Public Holidays next week and for 2010

Monday and Tuesday are public holidays in Spain

Constitution Day is normally December 6th, but since that was a Sunday, everybody gets Monday off instead. And Tuesday, December 8th is Immaculate Conception. Most shops will be shut for both days, although by law, food shops can't shut for 48 hours straight, and more shops will open in tourist areas.

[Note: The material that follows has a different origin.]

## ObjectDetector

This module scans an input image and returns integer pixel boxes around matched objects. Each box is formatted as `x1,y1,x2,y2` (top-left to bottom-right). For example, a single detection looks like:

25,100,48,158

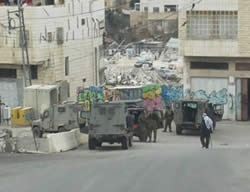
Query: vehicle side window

While I'm on the subject, here's a list of public holidays for 2010
  • 1 January - New Year (Año Nuevo)
  • 6 January - Epiphany / Three Kings Day (Epifanía)
  • 1 April - Easter Thursday (Jueves Santo)
  • 2 April - Good Friday (Viernes Santo)
  • 1 May - Labour Day (Fiesta del Trabajo)
  • 30 May - Canaries Day (Día de Canarias) CANARIES ONLY
  • 12 October - National Day (Fiesta Nacional de España)
  • 1 November - All Saints (Todos los Santos)
  • 6 December - Constitution Day (Día de la Constitución)
  • 8 December - Immaculate Conception (Inmaculada Concepción)
  • 25 December - Christmas Day (Natividad del Señor).
Besides which, next year La Palma will have the big fiesta called the Bajada, in July and August, (more about that another time) and most villages will have a local fiesta when it's their church's saint's day.